PROUST – DIRE COMBRAY. Extraits de Marcel Proust. Mise en scène et jeu Michel Voïta.
On entre dans le fleuve, on s’y laisse porter, rouler, balloter. Fleuve des mots et des images de Proust, de cette recherche sans fin au cœur des arcanes de la mémoire, de la lucidité et de la dérision de cette autopsie du minuscule, du pusillanime, qui se fait analyse quasi universelle des comportements humains. Michel Voïta est le nautonier de cette dérive dans un parcours à ce point sinueux qu’il faut accepter d’en être soi-même le fil, de s’y accrocher au risque de la noyade dont la seule lecture pointe la menace.
Quel que soit le souvenir évoqué, il ne se satisfait pas de l’anecdote et le scalpel névrotique fouaille dans l’entrelacs des sensations suscitées. Méandres d’insomniaque qui guette les sources du réveil, s’en repaît, s’y love avec délectation. Caprice puéril disséqué aux limites extrêmes de la lucidité, même si la « chute » de l’incident désarçonne la victime consentante. Saveur inopinée, retrouvée, exacerbée, de la friandise qui roule en bouche.

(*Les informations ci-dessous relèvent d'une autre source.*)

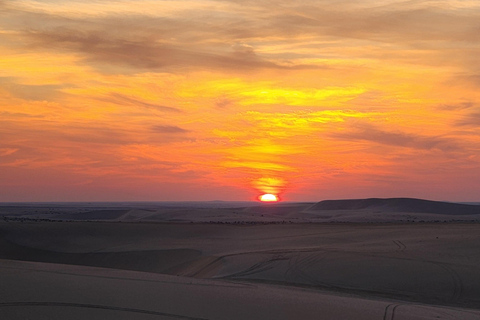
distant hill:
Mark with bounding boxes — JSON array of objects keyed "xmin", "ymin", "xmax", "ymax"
[{"xmin": 308, "ymin": 198, "xmax": 480, "ymax": 215}]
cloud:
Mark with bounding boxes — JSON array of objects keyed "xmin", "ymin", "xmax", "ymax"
[
  {"xmin": 152, "ymin": 125, "xmax": 189, "ymax": 133},
  {"xmin": 329, "ymin": 125, "xmax": 459, "ymax": 152},
  {"xmin": 456, "ymin": 111, "xmax": 480, "ymax": 127},
  {"xmin": 0, "ymin": 148, "xmax": 19, "ymax": 157},
  {"xmin": 26, "ymin": 27, "xmax": 317, "ymax": 70},
  {"xmin": 0, "ymin": 78, "xmax": 64, "ymax": 101},
  {"xmin": 437, "ymin": 102, "xmax": 475, "ymax": 111}
]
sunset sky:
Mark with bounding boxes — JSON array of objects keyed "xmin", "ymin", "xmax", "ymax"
[{"xmin": 0, "ymin": 0, "xmax": 480, "ymax": 201}]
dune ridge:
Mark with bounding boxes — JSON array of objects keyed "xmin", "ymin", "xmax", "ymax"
[{"xmin": 309, "ymin": 198, "xmax": 480, "ymax": 215}]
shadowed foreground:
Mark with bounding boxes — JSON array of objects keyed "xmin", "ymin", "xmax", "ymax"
[{"xmin": 0, "ymin": 216, "xmax": 480, "ymax": 320}]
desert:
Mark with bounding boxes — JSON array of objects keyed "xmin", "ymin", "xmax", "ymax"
[{"xmin": 0, "ymin": 199, "xmax": 480, "ymax": 320}]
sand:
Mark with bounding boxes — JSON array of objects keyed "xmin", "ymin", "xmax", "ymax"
[{"xmin": 0, "ymin": 200, "xmax": 480, "ymax": 320}]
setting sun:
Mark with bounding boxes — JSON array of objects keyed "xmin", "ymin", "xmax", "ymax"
[{"xmin": 260, "ymin": 193, "xmax": 278, "ymax": 202}]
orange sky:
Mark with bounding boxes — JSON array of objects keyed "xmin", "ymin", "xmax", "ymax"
[{"xmin": 0, "ymin": 0, "xmax": 480, "ymax": 201}]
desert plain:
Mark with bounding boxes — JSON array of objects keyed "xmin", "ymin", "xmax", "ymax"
[{"xmin": 0, "ymin": 199, "xmax": 480, "ymax": 320}]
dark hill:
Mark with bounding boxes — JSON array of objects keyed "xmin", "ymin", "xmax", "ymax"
[{"xmin": 309, "ymin": 198, "xmax": 480, "ymax": 215}]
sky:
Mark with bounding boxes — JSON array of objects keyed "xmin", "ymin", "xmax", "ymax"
[{"xmin": 0, "ymin": 0, "xmax": 480, "ymax": 202}]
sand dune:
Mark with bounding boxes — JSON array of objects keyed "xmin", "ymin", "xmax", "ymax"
[
  {"xmin": 309, "ymin": 198, "xmax": 480, "ymax": 215},
  {"xmin": 0, "ymin": 200, "xmax": 480, "ymax": 320}
]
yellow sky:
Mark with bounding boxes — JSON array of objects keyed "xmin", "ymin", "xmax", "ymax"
[{"xmin": 0, "ymin": 0, "xmax": 480, "ymax": 201}]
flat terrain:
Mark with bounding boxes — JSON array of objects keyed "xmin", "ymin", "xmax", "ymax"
[{"xmin": 0, "ymin": 200, "xmax": 480, "ymax": 320}]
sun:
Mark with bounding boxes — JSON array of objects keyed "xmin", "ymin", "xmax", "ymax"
[{"xmin": 259, "ymin": 193, "xmax": 278, "ymax": 202}]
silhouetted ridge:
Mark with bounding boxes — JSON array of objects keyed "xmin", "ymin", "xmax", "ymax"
[{"xmin": 309, "ymin": 198, "xmax": 480, "ymax": 215}]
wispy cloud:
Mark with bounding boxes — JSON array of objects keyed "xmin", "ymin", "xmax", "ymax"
[{"xmin": 152, "ymin": 125, "xmax": 189, "ymax": 134}]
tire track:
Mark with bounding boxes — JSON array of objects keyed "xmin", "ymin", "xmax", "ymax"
[
  {"xmin": 435, "ymin": 263, "xmax": 463, "ymax": 302},
  {"xmin": 0, "ymin": 302, "xmax": 208, "ymax": 320}
]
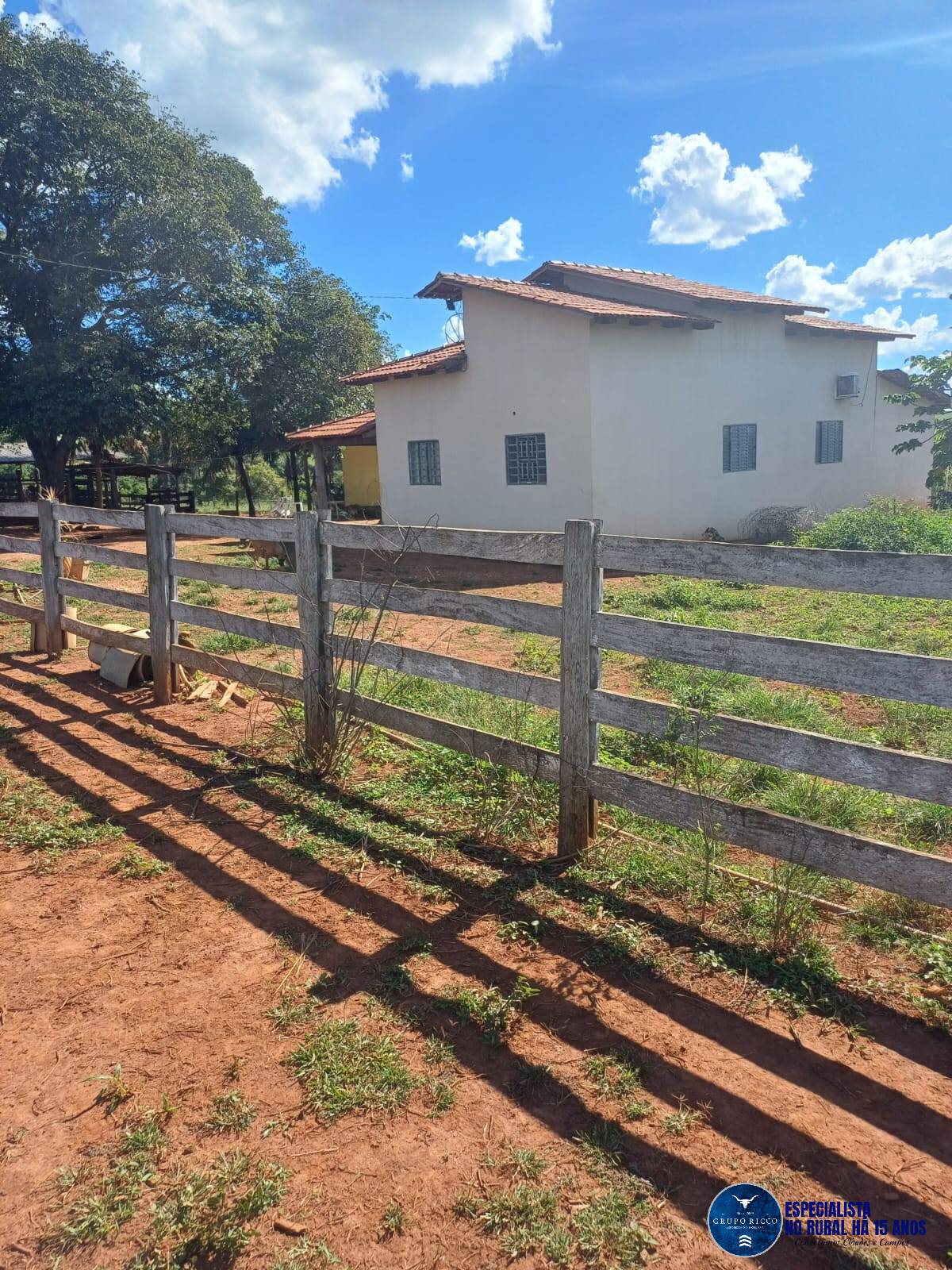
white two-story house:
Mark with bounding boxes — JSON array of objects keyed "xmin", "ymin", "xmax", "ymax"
[{"xmin": 297, "ymin": 260, "xmax": 929, "ymax": 538}]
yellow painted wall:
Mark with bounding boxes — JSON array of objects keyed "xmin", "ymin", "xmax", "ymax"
[{"xmin": 341, "ymin": 446, "xmax": 379, "ymax": 506}]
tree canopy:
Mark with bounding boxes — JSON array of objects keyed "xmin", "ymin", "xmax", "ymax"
[
  {"xmin": 886, "ymin": 351, "xmax": 952, "ymax": 489},
  {"xmin": 0, "ymin": 17, "xmax": 389, "ymax": 500}
]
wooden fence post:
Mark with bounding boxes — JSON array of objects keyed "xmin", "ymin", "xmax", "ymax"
[
  {"xmin": 144, "ymin": 503, "xmax": 174, "ymax": 706},
  {"xmin": 559, "ymin": 521, "xmax": 601, "ymax": 856},
  {"xmin": 589, "ymin": 521, "xmax": 605, "ymax": 838},
  {"xmin": 296, "ymin": 510, "xmax": 336, "ymax": 760},
  {"xmin": 36, "ymin": 498, "xmax": 63, "ymax": 656}
]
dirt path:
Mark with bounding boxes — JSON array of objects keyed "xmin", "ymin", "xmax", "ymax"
[{"xmin": 0, "ymin": 654, "xmax": 952, "ymax": 1270}]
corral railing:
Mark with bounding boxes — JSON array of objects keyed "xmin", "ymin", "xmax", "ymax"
[{"xmin": 0, "ymin": 502, "xmax": 952, "ymax": 906}]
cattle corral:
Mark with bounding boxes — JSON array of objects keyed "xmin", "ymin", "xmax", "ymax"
[{"xmin": 0, "ymin": 510, "xmax": 952, "ymax": 1266}]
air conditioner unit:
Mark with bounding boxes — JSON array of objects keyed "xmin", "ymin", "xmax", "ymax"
[{"xmin": 836, "ymin": 375, "xmax": 859, "ymax": 402}]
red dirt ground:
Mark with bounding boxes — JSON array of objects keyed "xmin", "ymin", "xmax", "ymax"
[{"xmin": 0, "ymin": 652, "xmax": 952, "ymax": 1270}]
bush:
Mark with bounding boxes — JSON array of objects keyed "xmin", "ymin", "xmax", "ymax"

Comme un fil étiré aux extrêmes de sa résistance. Et pourtant…
Nous entraînant dans le labyrinthe des récits entrelacés, Michel Voïta donne à voir, à entendre, à toucher, cette geste familiale dont Proust concocte le levain au cœur d’une logique en fermentation narrative. Combray, les ombres nocturnes, les commentaires de la parentèle, une vie mondaine entrevue, la mère adulée, le père méconnu, un univers par le bout de la lorgnette de l’enfant. Le kaléidoscope est infiniment chatoyant.
Une chaise, le corps assis sans confort, des doigts qui dansent, l’intonation qui s’adapte sans caricature, des sanglots qu’il ne réprime pas, voilà tout l’arsenal que le conteur inspiré met au service d’une fresque dont on ne se lasse pas.
Michel Voïta nous prouve qu’il n’est point besoin d’être un « proustophile » inconditionnel pour accepter le pari de l’écoute captivée. Il y a urgence à partir à la recherche de ce temps théâtral, dont on se prendrait à rêver de le savourer encore et encore. Vraiment remarquable. A.D. Théâtre de la Huchette 5e.